LAYC Behavioral Health Program for Homeless Youth Description:
Latin American Youth Center (LAYC), a nationally recognized, community-based youth development agency with almost 50 years of service provision to low-income youth from communities of color in the DC metropolitan region, requests support for expanding community infrastructures that integrate behavioral health treatment and services for substance use disorders and co-occurring mental and substance use disorders, including linkages to permanent housing and other critical services for youth and families experiencing homelessness in the District of Columbia.
In compliance with DC and federal guidelines and requirements, the proposed program will address the needs of 40 youth per six-month treatment period, for a total of 80 youth served per year for the five years of the grant period. Staff, including a Clinical Supervisor, Mental Health Counselor, Substance Use Counselor, and Outreach/Case Manager will provide: outreach; treatment, including screening, diagnostic assessments, treatment plans, crisis intervention, and individual counseling/treatment using evidence-based practices; drug testing; case management, including linkages to permanent housing, benefits enrollment, community support, medication management, primary care and other referrals, and wraparound services such as life skills workshops. Youth presenting with mental health, substance use, and co-occurring disorders will be treated using four culturally accessible Evidence-Based Practices: 1) Motivational Enhancement Therapy (MET), 2) Trauma-Focused Cognitive Behavioral Therapy (TF-CBT), 3) Adolescent Community Reinforcement Approach (A-CRA), and 4) the GAIN-I assessment.
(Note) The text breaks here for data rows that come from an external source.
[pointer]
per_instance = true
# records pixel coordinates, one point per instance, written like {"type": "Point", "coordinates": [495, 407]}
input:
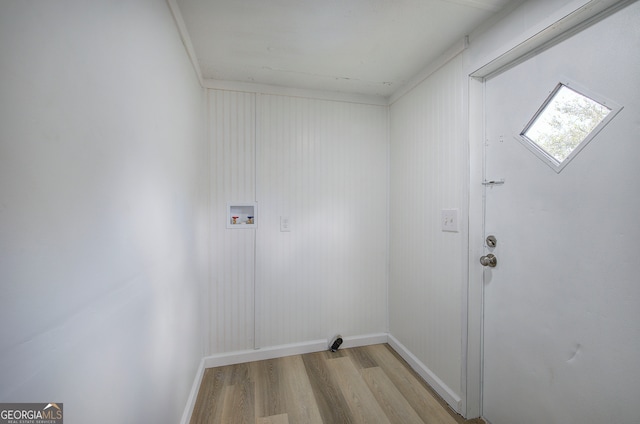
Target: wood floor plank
{"type": "Point", "coordinates": [238, 405]}
{"type": "Point", "coordinates": [361, 358]}
{"type": "Point", "coordinates": [362, 403]}
{"type": "Point", "coordinates": [389, 397]}
{"type": "Point", "coordinates": [274, 419]}
{"type": "Point", "coordinates": [299, 399]}
{"type": "Point", "coordinates": [269, 397]}
{"type": "Point", "coordinates": [420, 399]}
{"type": "Point", "coordinates": [331, 403]}
{"type": "Point", "coordinates": [350, 386]}
{"type": "Point", "coordinates": [209, 400]}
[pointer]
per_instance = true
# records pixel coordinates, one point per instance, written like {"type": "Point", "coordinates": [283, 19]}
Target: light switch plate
{"type": "Point", "coordinates": [450, 220]}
Services will be provided by bilingual staff, experienced working with vulnerable, including homeless, youth. Proposed program staff have attended LAYC’s Positive Youth Development and LGBTQ Ally trainings and internal and external trainings on cultural competency, unaccompanied minors, and immigration and immigrant populations. Evaluation data, collected through the SAMHSA-operated database system and data collection tool and our Efforts-to-Outcomes (ETO) database that collects demographic, output, and outcomes measures, will determine program success and the impact on program participants. An Evaluator will support the evaluation of program outcomes, including reporting on program data.